Re: Restrict <CRLF> to the value \r\n ... the instance is <CRLF>\r\n</CRLF> ... error on validation -- why?

The Xerces parser is reporting the value of the "value" attribute to 
Saxon as two spaces. (The debugger also shows a private field indicating 
that the unnormalized value of the attribute is "& CR;& LF;" without the 
spaces.

So it's XML attribute value normalization that's to blame.

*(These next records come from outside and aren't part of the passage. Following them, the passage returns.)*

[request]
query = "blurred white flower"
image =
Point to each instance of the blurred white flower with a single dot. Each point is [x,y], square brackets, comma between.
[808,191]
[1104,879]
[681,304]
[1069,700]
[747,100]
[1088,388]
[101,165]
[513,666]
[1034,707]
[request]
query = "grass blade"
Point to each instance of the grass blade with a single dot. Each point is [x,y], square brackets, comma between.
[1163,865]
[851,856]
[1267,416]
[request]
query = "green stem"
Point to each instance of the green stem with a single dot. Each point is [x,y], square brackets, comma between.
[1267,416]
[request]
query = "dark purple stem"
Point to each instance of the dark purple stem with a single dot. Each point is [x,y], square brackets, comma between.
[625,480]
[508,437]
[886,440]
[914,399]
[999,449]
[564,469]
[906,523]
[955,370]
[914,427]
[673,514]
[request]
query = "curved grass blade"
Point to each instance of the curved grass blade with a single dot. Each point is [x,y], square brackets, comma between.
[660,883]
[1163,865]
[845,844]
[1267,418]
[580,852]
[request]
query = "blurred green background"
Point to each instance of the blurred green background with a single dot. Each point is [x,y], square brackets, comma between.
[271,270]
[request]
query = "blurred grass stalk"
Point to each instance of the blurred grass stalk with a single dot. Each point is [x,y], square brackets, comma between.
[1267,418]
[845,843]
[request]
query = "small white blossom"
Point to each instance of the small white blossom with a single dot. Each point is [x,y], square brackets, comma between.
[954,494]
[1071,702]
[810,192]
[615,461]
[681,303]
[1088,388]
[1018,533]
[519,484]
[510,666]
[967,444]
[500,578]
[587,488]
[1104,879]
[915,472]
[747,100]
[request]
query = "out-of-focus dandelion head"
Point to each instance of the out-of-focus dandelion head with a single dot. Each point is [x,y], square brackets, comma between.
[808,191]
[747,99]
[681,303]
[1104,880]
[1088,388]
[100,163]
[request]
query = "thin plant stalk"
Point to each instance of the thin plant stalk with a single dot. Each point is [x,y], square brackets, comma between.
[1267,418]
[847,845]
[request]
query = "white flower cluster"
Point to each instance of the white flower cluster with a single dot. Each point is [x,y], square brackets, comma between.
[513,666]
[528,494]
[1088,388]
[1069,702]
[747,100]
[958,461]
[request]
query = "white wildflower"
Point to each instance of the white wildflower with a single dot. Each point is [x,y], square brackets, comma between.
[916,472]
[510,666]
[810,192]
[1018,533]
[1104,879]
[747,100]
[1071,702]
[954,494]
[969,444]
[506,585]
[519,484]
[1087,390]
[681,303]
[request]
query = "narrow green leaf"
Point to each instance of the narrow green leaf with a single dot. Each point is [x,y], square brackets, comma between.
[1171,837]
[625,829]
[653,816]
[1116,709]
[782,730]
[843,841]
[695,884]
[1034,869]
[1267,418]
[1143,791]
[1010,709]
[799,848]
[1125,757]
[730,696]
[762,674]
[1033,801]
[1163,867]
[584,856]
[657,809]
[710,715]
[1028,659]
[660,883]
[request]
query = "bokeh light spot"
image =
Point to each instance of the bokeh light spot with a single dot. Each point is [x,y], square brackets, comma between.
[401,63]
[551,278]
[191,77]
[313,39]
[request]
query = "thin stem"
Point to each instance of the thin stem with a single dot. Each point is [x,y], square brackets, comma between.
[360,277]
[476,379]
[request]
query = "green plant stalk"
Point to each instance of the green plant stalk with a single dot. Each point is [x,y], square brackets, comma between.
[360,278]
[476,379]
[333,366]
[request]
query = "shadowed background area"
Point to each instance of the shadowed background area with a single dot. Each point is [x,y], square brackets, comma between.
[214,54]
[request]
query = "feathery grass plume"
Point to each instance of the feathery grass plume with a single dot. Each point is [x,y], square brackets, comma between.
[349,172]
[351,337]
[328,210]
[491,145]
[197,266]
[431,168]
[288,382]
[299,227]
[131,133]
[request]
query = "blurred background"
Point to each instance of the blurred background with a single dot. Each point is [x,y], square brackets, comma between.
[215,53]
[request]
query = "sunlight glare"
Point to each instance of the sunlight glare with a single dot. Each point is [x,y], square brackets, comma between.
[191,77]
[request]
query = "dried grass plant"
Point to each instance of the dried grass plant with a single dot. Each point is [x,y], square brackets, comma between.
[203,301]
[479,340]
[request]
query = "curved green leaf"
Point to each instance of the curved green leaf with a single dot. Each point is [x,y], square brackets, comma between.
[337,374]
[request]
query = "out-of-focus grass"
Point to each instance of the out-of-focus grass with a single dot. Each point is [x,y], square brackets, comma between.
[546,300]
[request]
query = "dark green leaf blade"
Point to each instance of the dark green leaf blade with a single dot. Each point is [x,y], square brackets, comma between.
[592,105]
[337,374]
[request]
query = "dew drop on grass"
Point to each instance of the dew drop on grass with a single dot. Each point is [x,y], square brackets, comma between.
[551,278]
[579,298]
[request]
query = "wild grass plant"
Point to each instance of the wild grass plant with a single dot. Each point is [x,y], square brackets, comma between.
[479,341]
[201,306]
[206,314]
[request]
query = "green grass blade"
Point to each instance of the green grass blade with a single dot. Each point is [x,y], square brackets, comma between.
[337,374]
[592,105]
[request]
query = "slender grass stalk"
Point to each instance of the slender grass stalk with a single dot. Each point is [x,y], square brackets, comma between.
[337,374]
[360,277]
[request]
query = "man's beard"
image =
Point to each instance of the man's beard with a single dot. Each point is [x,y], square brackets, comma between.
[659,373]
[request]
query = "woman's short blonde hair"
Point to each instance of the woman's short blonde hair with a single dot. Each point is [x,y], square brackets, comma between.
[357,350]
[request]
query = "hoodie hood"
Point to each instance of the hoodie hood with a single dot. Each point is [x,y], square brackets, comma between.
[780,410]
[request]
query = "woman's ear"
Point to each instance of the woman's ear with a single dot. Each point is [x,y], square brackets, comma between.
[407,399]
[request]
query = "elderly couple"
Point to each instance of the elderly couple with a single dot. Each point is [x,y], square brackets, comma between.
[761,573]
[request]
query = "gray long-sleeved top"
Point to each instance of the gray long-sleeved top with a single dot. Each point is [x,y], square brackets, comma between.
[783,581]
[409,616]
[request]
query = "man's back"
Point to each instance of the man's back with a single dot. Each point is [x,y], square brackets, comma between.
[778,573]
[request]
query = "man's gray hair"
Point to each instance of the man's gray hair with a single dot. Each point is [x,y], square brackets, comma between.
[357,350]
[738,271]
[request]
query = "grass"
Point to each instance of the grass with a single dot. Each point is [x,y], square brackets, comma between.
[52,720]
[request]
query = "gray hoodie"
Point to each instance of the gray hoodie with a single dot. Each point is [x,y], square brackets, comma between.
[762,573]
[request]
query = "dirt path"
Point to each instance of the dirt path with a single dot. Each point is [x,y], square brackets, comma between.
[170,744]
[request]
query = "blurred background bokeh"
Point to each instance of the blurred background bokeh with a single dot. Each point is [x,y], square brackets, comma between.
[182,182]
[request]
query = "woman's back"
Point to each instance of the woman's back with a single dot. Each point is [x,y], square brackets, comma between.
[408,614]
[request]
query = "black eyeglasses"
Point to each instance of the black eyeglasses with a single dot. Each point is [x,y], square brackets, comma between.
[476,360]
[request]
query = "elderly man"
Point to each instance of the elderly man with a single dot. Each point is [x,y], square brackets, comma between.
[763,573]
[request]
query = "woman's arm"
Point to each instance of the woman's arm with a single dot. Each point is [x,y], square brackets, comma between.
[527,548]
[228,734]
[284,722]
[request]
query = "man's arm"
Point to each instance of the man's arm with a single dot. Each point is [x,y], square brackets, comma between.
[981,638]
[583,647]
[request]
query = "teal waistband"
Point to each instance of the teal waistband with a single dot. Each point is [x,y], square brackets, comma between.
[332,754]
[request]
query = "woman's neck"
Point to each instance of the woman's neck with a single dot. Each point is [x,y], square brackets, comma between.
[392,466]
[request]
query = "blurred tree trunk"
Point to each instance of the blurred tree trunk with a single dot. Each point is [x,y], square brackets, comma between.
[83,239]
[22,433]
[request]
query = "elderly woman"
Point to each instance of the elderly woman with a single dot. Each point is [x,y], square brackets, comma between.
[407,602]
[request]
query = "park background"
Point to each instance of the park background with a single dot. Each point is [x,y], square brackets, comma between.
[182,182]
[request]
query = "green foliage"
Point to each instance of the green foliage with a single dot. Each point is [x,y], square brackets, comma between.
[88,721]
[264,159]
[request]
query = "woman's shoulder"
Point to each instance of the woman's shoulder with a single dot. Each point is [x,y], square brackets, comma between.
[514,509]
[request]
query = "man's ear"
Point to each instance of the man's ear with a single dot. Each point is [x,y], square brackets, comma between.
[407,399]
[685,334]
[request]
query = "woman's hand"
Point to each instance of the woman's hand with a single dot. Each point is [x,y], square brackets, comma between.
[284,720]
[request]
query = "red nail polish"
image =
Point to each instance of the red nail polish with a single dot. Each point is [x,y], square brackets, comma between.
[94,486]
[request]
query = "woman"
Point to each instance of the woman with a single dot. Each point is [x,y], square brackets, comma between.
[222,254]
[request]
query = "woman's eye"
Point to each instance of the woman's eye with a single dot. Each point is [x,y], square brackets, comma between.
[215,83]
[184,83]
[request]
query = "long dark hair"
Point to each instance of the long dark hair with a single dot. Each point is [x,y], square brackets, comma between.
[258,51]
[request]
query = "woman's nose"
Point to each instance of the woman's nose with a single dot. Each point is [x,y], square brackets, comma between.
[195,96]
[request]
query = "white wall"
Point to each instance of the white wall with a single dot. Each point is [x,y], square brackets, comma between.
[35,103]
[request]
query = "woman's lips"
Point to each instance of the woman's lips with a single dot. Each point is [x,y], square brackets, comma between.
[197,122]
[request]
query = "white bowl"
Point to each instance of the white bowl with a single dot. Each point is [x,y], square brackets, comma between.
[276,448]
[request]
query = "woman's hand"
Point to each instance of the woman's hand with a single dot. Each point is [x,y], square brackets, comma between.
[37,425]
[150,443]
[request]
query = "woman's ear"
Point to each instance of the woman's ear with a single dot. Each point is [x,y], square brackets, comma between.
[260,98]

If you wrote value="& #13;& #10;" then the value would not be 
normalized; I'm not sure why that isn't true if you use named entity 
references, but I'm sure someone has studied the small print.

Michael Kay
Saxonica


On 24/10/2012 13:55, Costello, Roger L. wrote:
> Hello Folks,
>
> The following schema declares two ENTITIES, one for carriage return and one for line feed. And then it restricts the value of the <CRLF> element by referencing those ENTITIES.
>
> -------------------------------------------------
>                  CRLF.xsd
> -------------------------------------------------
> <?xml version="1.0" encoding="UTF-8"?>
> <!DOCTYPE xs:schema [
> <!ENTITY CR "&#13;">
> <!ENTITY LF "&#10;">
> ]>
> <xs:schema xmlns:xs="http://www.w3.org/2001/XMLSchema">
>
>      <xs:element name="Test">
>          <xs:complexType>
>              <xs:sequence>
>                  <xs:element name="CRLF" maxOccurs="unbounded">
>                      <xs:simpleType>
>                          <xs:restriction base="xs:string">
>                              <xs:pattern value="&CR;&LF;"/>
>                          </xs:restriction>
>                      </xs:simpleType>
>                  </xs:element>
>              </xs:sequence>
>          </xs:complexType>
>      </xs:element>
>
> </xs:schema>
>
> In an instance document the value of <CRLF> should be a carriage return followed by a line feed, right?
>
> -------------------------------------------------
>                  CRLF.xml
> -------------------------------------------------
> <?xml version="1.0" encoding="UTF-8"?>
> <Test>
>          <CRLF>&#13;&#10;</CRLF>
> </Test>
>
> However, when I validate that instance document I get this error message:
>
>      The content "\r\n" of element <CRLF> does not match
>      the required simple type. Value "\r\n" contravenes the
>      pattern facet "  " of the type of element CRLF.
>
> That makes no sense. The pattern facet clearly specifies "\r\n"
>
> What am I doing wrong?
>
> /Roger
>
>

Received on Wednesday, 24 October 2012 13:32:56 UTC